Sepertinya masih banyak karya anak bangsa Indonesia yang diklaim Malaysia. Kali ini lagu kebangsaan Malaysia berjudul "Terang Bulan" dan "Negaraku" diyakini milik Indonesia yang diambil Malaysia. Begitu nyata dan jelas bagaimana Bangsa Malaysia dapat dengan mudah mengklaim kekayaan Budaya Bangsa Indonesia sebagai miliknya. Nah sekarang ketahuan bahwasanya Lagu kebangsaan "Negaraku" instrumennya sama dengan lagu "Terang Bulan".
"Instrumennya sama dan tidak ada yang berbeda, hanya syair lagu berbeda," ujar Konsultan Lokananta Recording, Jaka Irmanta, saat jumpa pers di kantornya di Solo, Jawa Tengah, Jumat (28/9/2009).
Menurut dia, Lokananta baru mengetahui hal ini setelah menginventarisasi lagu asli Indonesia agar tidak diklaim Malaysia kembali. "Lagu 'Terang Bulan' pertama kali diputar di RRI Jakarta pada tahun 1956, sedangkan Malaysia baru merdeka pada 31 Agustus 1957," tandasnya.
Menanggapi hal ini, pada Senin mendatang atau bertepatan dengan peringatan hari kemerdekaan Malaysia, Lokananta akan mendatangi Kedutaan Besar Malaysia di Jakarta sekaligus memberikan somasi atas lagu tersebut.
Sementara itu, Kepala Perum Lokananta Surakarta Ruktiningsih membantah jika lagu tersebut merupakan pemberian mantan Presiden Soekarno sebagai hadiah atas kemerdekaan Malaysia. "Tidak ada dokumen penyerahan lagu tersebut," pungkasnya.
Sementara itu, Untuk melindungi angklung sebagai salah satu kekayaan budaya Indonesia, Saung Angklung Udjo mulai mendaftarkan angklung ke UNESCO.
Pendaftarannya dilakukan Rabu 26 Agustus 2009 dengan difasilitasi Departemen Pendidikan, Kementrian Koordinator Bidang Kesejahteraan Rakyat, dan Departemen kebudayaan dan Pariwisata.
"Jadi angklung didaftarkan sebagai nominasi warisan budaya tak benda (intangible heritage) asli dari Indonesia," kata Direktur Operasional Saung Angklung Udjo Satria Yanuar Akbar di Bandung, Jumat 28 Agustus 2009.
Menurut Satria, sebelum proposal pendaftaran angklung ini diajukan ke UNESCO, pihaknya bersama sejumlah komunitas angklung di tanah air sempat menjadi narasumber dalam sidang verifikasi di Saung Udjo pada tanggal 11 Agustus lalu.
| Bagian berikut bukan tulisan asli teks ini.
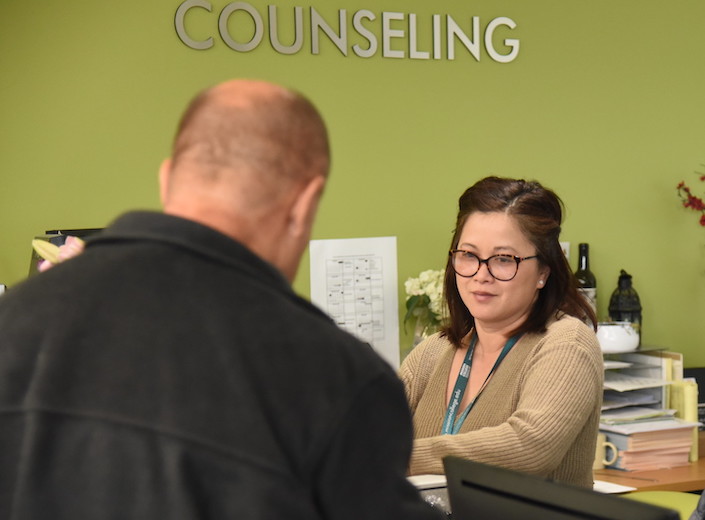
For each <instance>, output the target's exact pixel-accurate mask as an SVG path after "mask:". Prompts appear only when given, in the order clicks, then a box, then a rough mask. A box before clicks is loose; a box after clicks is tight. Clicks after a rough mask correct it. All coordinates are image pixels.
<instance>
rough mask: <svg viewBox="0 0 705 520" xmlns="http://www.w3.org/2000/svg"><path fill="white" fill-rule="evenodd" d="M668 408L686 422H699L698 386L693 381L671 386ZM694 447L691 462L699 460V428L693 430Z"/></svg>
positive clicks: (690, 457)
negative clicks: (698, 444)
mask: <svg viewBox="0 0 705 520" xmlns="http://www.w3.org/2000/svg"><path fill="white" fill-rule="evenodd" d="M668 407H669V408H672V409H674V410H676V414H675V415H676V417H678V418H680V419H683V420H685V421H691V422H698V384H697V383H696V382H695V381H694V380H693V379H684V380H682V381H674V382H673V383H672V384H671V385H670V397H669V402H668ZM692 437H693V447H692V449H691V451H690V462H695V461H696V460H698V455H699V453H698V443H699V438H698V428H693V432H692Z"/></svg>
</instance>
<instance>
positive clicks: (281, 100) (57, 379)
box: [0, 81, 438, 520]
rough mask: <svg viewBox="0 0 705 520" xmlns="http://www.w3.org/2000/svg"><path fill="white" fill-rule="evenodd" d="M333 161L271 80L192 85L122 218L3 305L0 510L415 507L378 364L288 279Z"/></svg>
mask: <svg viewBox="0 0 705 520" xmlns="http://www.w3.org/2000/svg"><path fill="white" fill-rule="evenodd" d="M328 168H329V151H328V139H327V135H326V129H325V126H324V124H323V121H322V119H321V117H320V116H319V114H318V112H317V111H316V109H315V108H314V107H313V106H312V105H311V103H310V102H309V101H307V100H306V99H305V98H303V97H302V96H301V95H299V94H296V93H294V92H291V91H289V90H287V89H284V88H282V87H280V86H276V85H272V84H269V83H265V82H257V81H230V82H227V83H223V84H221V85H217V86H215V87H213V88H211V89H209V90H207V91H205V92H203V93H201V94H200V95H199V96H198V97H196V98H195V99H194V101H193V102H192V103H191V105H190V106H189V107H188V109H187V111H186V113H185V114H184V116H183V118H182V120H181V123H180V126H179V128H178V131H177V134H176V138H175V141H174V147H173V154H172V158H171V159H169V160H167V161H165V162H164V163H163V164H162V167H161V169H160V172H159V179H160V193H161V198H162V203H163V207H164V211H163V212H161V213H159V212H130V213H126V214H124V215H122V216H120V217H119V218H117V219H116V220H115V221H114V222H113V223H112V224H111V225H110V226H109V227H108V228H107V229H106V230H105V231H104V232H102V233H101V234H99V235H97V236H95V237H94V238H92V239H89V240H88V241H87V243H86V246H85V251H84V252H83V253H81V254H80V255H78V256H76V257H75V258H72V259H70V260H68V261H65V262H62V263H60V264H59V265H57V266H56V267H54V268H52V269H50V270H48V271H46V272H44V273H42V274H39V275H37V276H35V277H32V278H30V279H29V280H27V281H26V282H24V283H23V284H21V285H19V286H17V287H15V288H14V289H13V290H11V291H10V292H9V293H8V294H7V295H4V296H3V297H2V298H1V299H0V518H3V519H44V518H46V519H49V518H51V519H52V520H61V519H71V520H75V519H108V518H110V519H124V518H131V519H135V518H139V519H142V518H150V519H169V520H180V519H219V520H220V519H229V518H238V519H240V518H242V519H249V518H253V519H263V520H273V519H278V518H281V519H287V520H296V519H307V520H310V519H317V518H320V519H323V518H325V519H351V520H352V519H355V520H359V519H376V518H379V519H385V520H386V519H390V518H399V519H404V520H410V519H416V518H433V517H435V516H436V515H437V514H438V513H437V512H436V511H435V510H433V509H431V508H430V507H429V506H427V505H426V504H425V503H424V502H423V501H422V500H421V499H420V498H419V495H418V493H417V492H416V490H415V489H414V488H413V486H411V485H409V484H408V482H407V481H406V479H405V471H406V466H407V463H408V457H409V454H410V449H411V425H410V419H409V413H408V408H407V405H406V401H405V397H404V393H403V389H402V388H401V386H400V382H399V381H398V380H397V378H396V375H395V374H394V372H393V371H392V370H391V368H390V367H389V366H387V365H386V363H385V362H384V361H382V360H381V359H380V358H379V357H378V356H377V355H376V354H374V352H372V350H371V349H370V348H369V347H368V346H366V345H364V344H362V343H360V342H359V341H357V340H355V339H354V338H353V337H351V336H349V335H348V334H346V333H344V332H343V331H341V330H340V329H338V328H337V327H336V326H335V325H334V324H333V323H332V322H331V321H330V320H329V319H328V318H327V317H326V316H325V315H323V314H322V313H321V312H319V311H318V310H317V309H316V308H315V307H313V306H312V305H310V304H309V303H308V302H306V301H305V300H303V299H301V298H299V297H298V296H296V295H295V294H294V293H293V291H292V289H291V285H290V284H291V281H292V280H293V279H294V276H295V274H296V270H297V267H298V264H299V261H300V259H301V255H302V253H303V251H304V249H305V247H306V245H307V243H308V240H309V236H310V232H311V226H312V224H313V220H314V216H315V214H316V208H317V205H318V201H319V199H320V197H321V194H322V192H323V188H324V185H325V182H326V177H327V175H328Z"/></svg>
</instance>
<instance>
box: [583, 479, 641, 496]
mask: <svg viewBox="0 0 705 520" xmlns="http://www.w3.org/2000/svg"><path fill="white" fill-rule="evenodd" d="M592 489H593V491H597V492H598V493H627V492H629V491H635V490H636V488H635V487H631V486H622V485H621V484H613V483H612V482H605V481H604V480H595V481H594V482H593V483H592Z"/></svg>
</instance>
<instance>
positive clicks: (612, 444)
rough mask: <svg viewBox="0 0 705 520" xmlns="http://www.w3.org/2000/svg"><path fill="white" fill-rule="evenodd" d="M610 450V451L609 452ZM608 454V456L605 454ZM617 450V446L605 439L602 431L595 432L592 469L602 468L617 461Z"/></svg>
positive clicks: (603, 433) (606, 436)
mask: <svg viewBox="0 0 705 520" xmlns="http://www.w3.org/2000/svg"><path fill="white" fill-rule="evenodd" d="M609 452H611V453H609ZM608 454H609V455H610V456H609V457H608V456H607V455H608ZM617 457H619V452H618V451H617V446H615V445H614V444H612V443H611V442H609V441H608V440H607V436H606V435H605V434H604V433H598V434H597V445H596V446H595V462H593V464H592V469H602V468H604V467H605V466H609V465H611V464H614V463H615V462H617Z"/></svg>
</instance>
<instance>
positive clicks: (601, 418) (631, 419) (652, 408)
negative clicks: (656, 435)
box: [600, 406, 676, 424]
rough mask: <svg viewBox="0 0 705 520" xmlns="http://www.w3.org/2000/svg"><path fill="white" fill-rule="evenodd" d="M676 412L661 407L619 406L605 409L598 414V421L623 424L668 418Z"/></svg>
mask: <svg viewBox="0 0 705 520" xmlns="http://www.w3.org/2000/svg"><path fill="white" fill-rule="evenodd" d="M675 414H676V411H675V410H663V409H661V408H644V407H640V406H630V407H629V408H619V409H616V410H607V411H604V412H602V414H601V415H600V422H601V423H604V424H624V423H629V422H634V421H644V420H647V419H648V420H652V421H653V420H661V419H670V418H672V417H673V416H674V415H675Z"/></svg>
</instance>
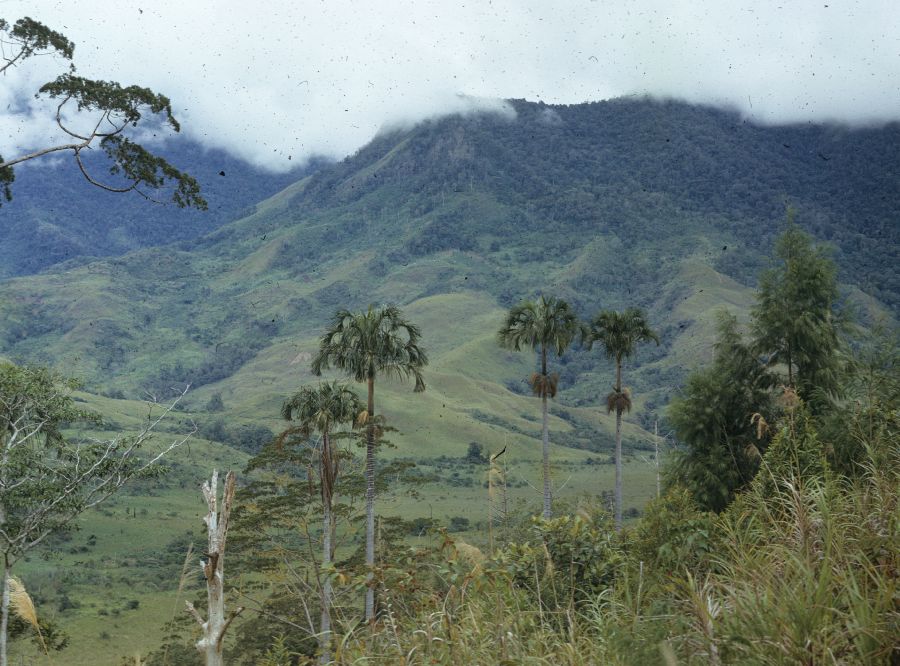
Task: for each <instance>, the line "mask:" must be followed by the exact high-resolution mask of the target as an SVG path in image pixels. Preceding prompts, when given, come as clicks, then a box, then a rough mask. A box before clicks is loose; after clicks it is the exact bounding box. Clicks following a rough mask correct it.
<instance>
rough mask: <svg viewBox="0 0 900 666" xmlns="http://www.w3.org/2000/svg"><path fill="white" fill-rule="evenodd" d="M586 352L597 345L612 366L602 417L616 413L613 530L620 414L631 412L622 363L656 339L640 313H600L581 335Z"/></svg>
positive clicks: (623, 312)
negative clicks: (592, 345) (611, 381)
mask: <svg viewBox="0 0 900 666" xmlns="http://www.w3.org/2000/svg"><path fill="white" fill-rule="evenodd" d="M584 341H585V343H586V344H587V347H588V349H590V348H591V346H592V345H593V344H594V343H595V342H597V343H599V344H600V345H601V346H602V347H603V351H604V352H605V353H606V357H607V358H608V359H611V360H614V361H615V363H616V383H615V386H613V390H612V392H610V393H609V395H607V396H606V413H607V414H609V413H611V412H615V413H616V488H615V504H616V509H615V511H616V529H619V528H621V527H622V414H623V412H628V411H631V390H630V389H628V388H626V387H624V386H622V362H623V361H624V360H625V359H627V358H631V357H632V356H633V355H634V353H635V351H637V345H638V344H639V343H641V342H650V341H653V342H655V343H656V344H659V335H657V334H656V332H655V331H654V330H653V329H651V328H650V325H649V324H648V323H647V318H646V316H645V315H644V312H643V310H640V309H639V308H628V309H627V310H624V311H623V312H615V311H613V310H604V311H602V312H599V313H598V314H597V315H596V316H595V317H594V318H593V319H592V320H591V322H590V324H589V326H588V328H587V330H586V331H585V334H584Z"/></svg>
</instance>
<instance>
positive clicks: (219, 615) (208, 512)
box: [185, 470, 243, 666]
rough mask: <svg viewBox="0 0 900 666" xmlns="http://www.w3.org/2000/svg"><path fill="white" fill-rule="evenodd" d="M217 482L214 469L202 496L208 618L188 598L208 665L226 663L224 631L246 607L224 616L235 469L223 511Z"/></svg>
mask: <svg viewBox="0 0 900 666" xmlns="http://www.w3.org/2000/svg"><path fill="white" fill-rule="evenodd" d="M218 485H219V473H218V472H217V471H216V470H213V473H212V478H211V479H210V480H209V481H205V482H204V483H203V497H204V498H205V499H206V506H207V508H208V509H209V511H208V513H207V514H206V516H205V517H204V518H203V522H205V523H206V530H207V552H206V559H205V560H203V561H202V564H203V576H204V578H206V603H207V610H206V614H207V619H206V620H204V619H203V617H202V616H201V615H200V613H199V612H198V611H197V609H196V608H194V605H193V604H192V603H191V602H189V601H188V602H185V603H186V605H187V608H188V611H190V613H191V615H193V616H194V618H195V619H196V620H197V622H198V623H199V624H200V627H201V629H202V637H201V638H200V640H199V641H198V642H197V649H198V650H199V651H200V653H201V654H203V655H204V657H205V659H206V661H205V664H206V666H223V665H224V663H225V662H224V661H223V656H222V648H223V642H224V638H225V632H226V631H227V630H228V626H229V625H230V624H231V622H232V620H234V618H235V617H237V615H238V614H239V613H240V612H241V611H242V610H243V608H237V609H236V610H235V611H234V612H233V613H232V614H231V615H230V616H229V617H228V618H226V617H225V539H226V537H227V535H228V521H229V518H230V517H231V505H232V502H233V500H234V488H235V478H234V472H228V474H227V475H226V477H225V489H224V491H223V493H222V508H221V511H219V510H218V509H217V506H218V501H217V495H218Z"/></svg>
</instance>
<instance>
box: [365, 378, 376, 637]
mask: <svg viewBox="0 0 900 666" xmlns="http://www.w3.org/2000/svg"><path fill="white" fill-rule="evenodd" d="M368 393H369V402H368V406H367V408H368V412H369V419H368V421H369V422H368V424H367V425H368V427H367V428H366V568H367V569H368V574H367V575H366V583H367V586H366V622H368V623H369V624H370V625H371V624H374V622H375V585H374V572H375V421H374V419H375V378H374V377H369V380H368Z"/></svg>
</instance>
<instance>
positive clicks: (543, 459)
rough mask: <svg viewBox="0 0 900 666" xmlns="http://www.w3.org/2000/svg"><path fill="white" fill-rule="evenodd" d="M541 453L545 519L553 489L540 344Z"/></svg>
mask: <svg viewBox="0 0 900 666" xmlns="http://www.w3.org/2000/svg"><path fill="white" fill-rule="evenodd" d="M541 379H542V384H541V415H542V420H541V422H542V427H541V454H542V455H543V463H544V513H543V516H544V518H545V519H549V518H550V517H551V516H552V515H553V509H552V508H551V504H552V502H553V490H552V489H551V488H550V430H549V427H548V424H547V392H548V391H549V388H550V387H549V386H548V385H547V348H546V347H544V346H543V345H541Z"/></svg>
Narasumber itu, kata Satria, terbagi atas dua bagian yaitu masyarakat angklung tradisional seperti dari Banten, Kasepuhan Garut Jawa Barat, dan Ujungberung, dan masyarakat angklung modern yang bergumul di Saung Pak Daeng seperti Saung Angklung Udjo, komunitas angklung di sekolah, dan komunitas masyarakat musik angklung. "Sedikitnya ada 13 komunitas yang tercatat, meski pada kenyataannya lebih dari itu," katanya.
Kini, kata Satria, pihaknya menunggu tahapan verifikasi yang dilakukan UNESCO. Verifikasi dilakukan untuk membuktikan apakah angklung sangat berperan dalam kelangsungan suku bangsa khususnya di Indonesia.
"Jika lolos verifikasi, maka UNESCO akan mengeluarkan sertifikat dan angklung dapat diakui sebagai warisan ahli budaya kita selain tiga budaya lain yang sudah diakui yaitu wayang golek, keris, dan batik," katanya.
Meski menyampaikan penghargaan atas upaya pemerintah memfasilitasi proses pengajuan proposal ini, Satria menilai pemerintah selama ini masih lambat dalam mendaftarkan warisan budaya Indonesia.
Sebagai perbandingan, kata Satria, Cina sudah mendaftarkan lebih dari seribu warisan budayanya dalam kurun waktu 10 tahun. Korea, sudah melakukannya sejak tahun 1995 dan sudah mendaftarakan tidak kurang dari 100 warisan budayanya.
"Sedangkan Indonesia baru melakukannya sejak tahun 2002, itu pun baru empat jenis," katanya.
Di Malaysia angklung diakui sebagai kebudayaan setempat.
Pemerintah Indonesia harus cepat dan dapat bertindak lebih keras untuk dapat mengamankan atas segala kekayaan Budaya dan Kesenian Bangsa. Jangan biarkan dan selalu menghimbau kepada Bangsa yang tidak dapat mengerti dan selalu terus mencoba melakukan pencurian.